Social disorganization theory may have provided a platform for Cooke to indulge in crime considering his social and physical environment. Criminal profilers define Eric Edgar Cooke as a perfect candidate for a serial killer type. He was often emotionally and physically abused as a child in a family that was dysfunctional. He escaped his misery through fantasy and disassociation that he sought for the purpose of boosting his low self-esteem through self-aggrandizement. He was bitter with the society that has ostracized him and he was out to revenge and get power and control.

He started with act of arson on a church and transformed into power over life and death. Cooke was born with a facial deformity that made his father loathe him at first sight. Eric Cooke felt unwanted and tasted sheer resentment at a very tender age. Cooke was a victim of mockery and bullying by other pupils due to his facial look and the mumble after the operation (Hayward &Young, 2004). Eric Cooke was made fun of by other children and bitter resentment precipitated within his heart making him act in revenge.

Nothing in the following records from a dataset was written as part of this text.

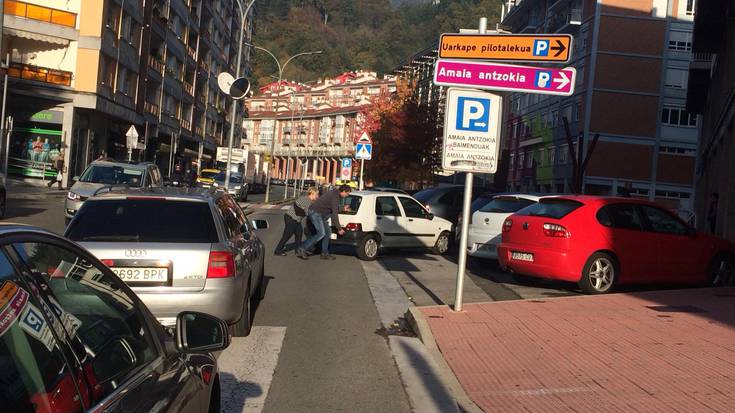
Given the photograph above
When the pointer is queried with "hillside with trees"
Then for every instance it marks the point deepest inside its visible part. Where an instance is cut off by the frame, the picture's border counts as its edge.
(355, 34)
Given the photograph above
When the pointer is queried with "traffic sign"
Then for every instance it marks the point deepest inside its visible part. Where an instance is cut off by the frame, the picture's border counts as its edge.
(346, 173)
(364, 151)
(507, 47)
(471, 131)
(497, 76)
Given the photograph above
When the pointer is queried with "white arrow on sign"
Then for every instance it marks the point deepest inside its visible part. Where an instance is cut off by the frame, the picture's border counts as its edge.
(563, 81)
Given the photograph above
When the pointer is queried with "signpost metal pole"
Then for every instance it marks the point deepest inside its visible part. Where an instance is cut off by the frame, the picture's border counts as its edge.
(462, 263)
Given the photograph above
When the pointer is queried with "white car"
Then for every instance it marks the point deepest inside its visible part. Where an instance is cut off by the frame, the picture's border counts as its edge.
(486, 224)
(373, 220)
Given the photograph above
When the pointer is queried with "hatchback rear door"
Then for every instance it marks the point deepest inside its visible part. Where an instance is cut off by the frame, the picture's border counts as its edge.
(151, 243)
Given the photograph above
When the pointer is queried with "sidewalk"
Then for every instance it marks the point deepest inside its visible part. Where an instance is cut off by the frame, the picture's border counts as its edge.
(653, 351)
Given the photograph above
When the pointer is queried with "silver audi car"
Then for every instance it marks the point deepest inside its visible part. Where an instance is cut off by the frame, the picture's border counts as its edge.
(179, 249)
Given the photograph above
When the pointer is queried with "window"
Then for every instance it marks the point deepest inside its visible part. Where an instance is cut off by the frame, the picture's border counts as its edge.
(622, 216)
(677, 116)
(387, 206)
(144, 220)
(664, 222)
(681, 41)
(413, 209)
(677, 78)
(93, 308)
(33, 373)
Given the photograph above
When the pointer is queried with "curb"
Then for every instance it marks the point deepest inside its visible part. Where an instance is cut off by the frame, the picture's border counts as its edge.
(421, 327)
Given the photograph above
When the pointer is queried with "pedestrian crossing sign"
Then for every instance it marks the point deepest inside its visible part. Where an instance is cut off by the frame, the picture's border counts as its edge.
(364, 151)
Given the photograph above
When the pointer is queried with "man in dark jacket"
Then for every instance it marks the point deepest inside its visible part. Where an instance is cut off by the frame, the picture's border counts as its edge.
(321, 210)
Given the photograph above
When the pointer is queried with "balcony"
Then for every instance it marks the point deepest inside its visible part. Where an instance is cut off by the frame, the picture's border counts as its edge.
(40, 13)
(151, 108)
(40, 74)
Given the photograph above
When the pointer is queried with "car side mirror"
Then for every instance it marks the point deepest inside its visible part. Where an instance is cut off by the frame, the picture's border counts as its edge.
(197, 332)
(260, 224)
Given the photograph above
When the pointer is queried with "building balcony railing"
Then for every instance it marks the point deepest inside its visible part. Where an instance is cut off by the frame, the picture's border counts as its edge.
(40, 13)
(155, 64)
(40, 74)
(151, 108)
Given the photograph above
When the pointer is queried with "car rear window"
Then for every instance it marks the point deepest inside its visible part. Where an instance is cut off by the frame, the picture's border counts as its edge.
(551, 208)
(350, 204)
(506, 204)
(143, 220)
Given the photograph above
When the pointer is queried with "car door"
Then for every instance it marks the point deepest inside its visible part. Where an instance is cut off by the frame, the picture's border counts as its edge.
(387, 221)
(422, 230)
(121, 349)
(679, 251)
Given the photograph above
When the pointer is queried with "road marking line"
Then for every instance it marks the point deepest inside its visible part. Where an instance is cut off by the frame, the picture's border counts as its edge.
(246, 369)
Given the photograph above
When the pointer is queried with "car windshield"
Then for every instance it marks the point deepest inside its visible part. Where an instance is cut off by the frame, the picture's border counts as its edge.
(144, 220)
(506, 204)
(551, 208)
(234, 179)
(350, 205)
(113, 175)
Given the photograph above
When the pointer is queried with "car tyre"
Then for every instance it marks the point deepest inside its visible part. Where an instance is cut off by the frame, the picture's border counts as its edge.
(243, 326)
(441, 246)
(599, 274)
(367, 248)
(721, 271)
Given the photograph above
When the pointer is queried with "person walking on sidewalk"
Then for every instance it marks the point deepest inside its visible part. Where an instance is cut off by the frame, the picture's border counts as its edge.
(293, 217)
(321, 210)
(59, 166)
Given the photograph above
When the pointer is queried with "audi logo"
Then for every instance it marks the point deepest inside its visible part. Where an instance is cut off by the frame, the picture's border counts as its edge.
(136, 253)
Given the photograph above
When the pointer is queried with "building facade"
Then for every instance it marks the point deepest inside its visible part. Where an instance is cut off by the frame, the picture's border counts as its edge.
(632, 61)
(82, 72)
(315, 125)
(712, 94)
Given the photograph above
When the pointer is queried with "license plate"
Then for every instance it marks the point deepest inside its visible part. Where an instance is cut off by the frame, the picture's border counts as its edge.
(142, 274)
(521, 256)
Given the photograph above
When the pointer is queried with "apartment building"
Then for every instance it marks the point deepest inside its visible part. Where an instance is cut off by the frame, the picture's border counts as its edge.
(315, 124)
(85, 71)
(632, 60)
(712, 94)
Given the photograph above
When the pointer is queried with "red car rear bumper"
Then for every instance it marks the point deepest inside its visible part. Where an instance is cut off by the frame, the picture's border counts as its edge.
(547, 263)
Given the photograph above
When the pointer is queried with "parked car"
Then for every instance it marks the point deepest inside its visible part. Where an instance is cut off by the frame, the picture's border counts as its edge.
(206, 177)
(105, 173)
(601, 242)
(374, 220)
(238, 188)
(179, 249)
(486, 224)
(75, 336)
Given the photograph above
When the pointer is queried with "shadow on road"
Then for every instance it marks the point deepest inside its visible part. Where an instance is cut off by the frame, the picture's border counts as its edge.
(235, 393)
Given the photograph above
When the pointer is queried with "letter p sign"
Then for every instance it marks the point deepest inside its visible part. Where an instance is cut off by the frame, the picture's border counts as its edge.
(541, 48)
(473, 114)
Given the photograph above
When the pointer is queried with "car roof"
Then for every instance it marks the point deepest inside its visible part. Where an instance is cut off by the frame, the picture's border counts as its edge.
(168, 193)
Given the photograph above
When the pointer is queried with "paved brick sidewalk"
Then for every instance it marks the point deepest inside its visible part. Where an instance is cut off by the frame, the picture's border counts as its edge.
(667, 351)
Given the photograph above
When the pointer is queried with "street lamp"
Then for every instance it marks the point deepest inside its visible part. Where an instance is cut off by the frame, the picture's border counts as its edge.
(281, 68)
(243, 21)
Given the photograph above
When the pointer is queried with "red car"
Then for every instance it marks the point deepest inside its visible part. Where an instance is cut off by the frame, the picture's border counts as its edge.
(600, 242)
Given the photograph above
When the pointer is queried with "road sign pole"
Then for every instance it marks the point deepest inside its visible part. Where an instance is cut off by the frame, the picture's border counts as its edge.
(468, 180)
(362, 169)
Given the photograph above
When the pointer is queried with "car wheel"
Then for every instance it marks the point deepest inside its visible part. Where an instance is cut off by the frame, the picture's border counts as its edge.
(722, 271)
(599, 274)
(367, 248)
(242, 327)
(442, 244)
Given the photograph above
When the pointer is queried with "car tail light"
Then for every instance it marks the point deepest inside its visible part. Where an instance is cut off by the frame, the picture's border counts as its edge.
(507, 225)
(221, 265)
(353, 227)
(556, 231)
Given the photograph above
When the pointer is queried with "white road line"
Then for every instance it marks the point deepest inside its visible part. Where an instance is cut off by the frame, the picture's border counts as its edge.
(246, 369)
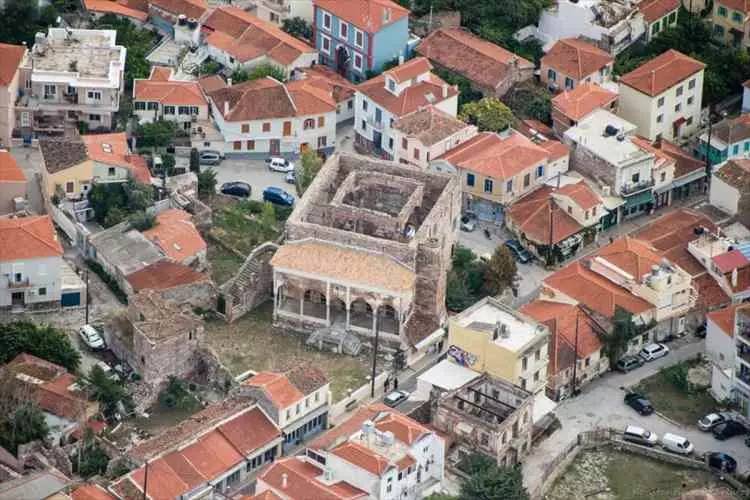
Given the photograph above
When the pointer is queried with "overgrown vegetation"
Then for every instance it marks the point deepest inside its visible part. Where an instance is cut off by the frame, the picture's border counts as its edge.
(726, 67)
(42, 341)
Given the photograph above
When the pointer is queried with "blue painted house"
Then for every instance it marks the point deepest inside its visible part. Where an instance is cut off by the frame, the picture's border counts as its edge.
(357, 36)
(730, 138)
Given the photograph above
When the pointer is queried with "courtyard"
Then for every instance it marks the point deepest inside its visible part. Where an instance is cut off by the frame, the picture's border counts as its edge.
(252, 343)
(606, 474)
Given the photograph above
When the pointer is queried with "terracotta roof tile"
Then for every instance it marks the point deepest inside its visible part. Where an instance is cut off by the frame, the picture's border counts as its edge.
(653, 10)
(531, 216)
(28, 238)
(176, 235)
(662, 72)
(418, 94)
(10, 59)
(9, 169)
(495, 156)
(476, 59)
(368, 15)
(576, 58)
(582, 100)
(429, 125)
(355, 266)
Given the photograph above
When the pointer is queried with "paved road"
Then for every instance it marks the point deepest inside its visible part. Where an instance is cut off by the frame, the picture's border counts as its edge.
(601, 405)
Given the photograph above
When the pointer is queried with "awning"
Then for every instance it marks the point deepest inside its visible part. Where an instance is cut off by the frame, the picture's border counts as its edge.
(640, 198)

The dismissal from the army accentuated the feeling of resentment towards the society and social structures. He had enjoyed the regimentation and army’s fellowship. Training in weaponry offered to him by Lance Corporal provided with a sense of satisfaction to dominate. At the age of 17, Cooke began setting fire to flats and houses that he broke into, after stealing money and food and slashing bedding and clothing. Ever cunning, he broke a window to appear like a break-in when in the real sense friendly owner had offered him the key to take care of the house while on holiday.

When apprehended for arson and break-ins, police offers were sympathetic after examining his background and referred to him as ‘one of life’s unfortunates’. At the age of eighteen he was paroled from prison after three months of a hitherto three year jail term. This spell in prison provided a chance to Cooke to come into conduct with hardened criminals who made him to seek deeper into the life of crime. This is where the social learning theory applies. Social learning theory states that individuals develop motivation to indulge in crime and acquire skills to commit crime through people they come in contact with.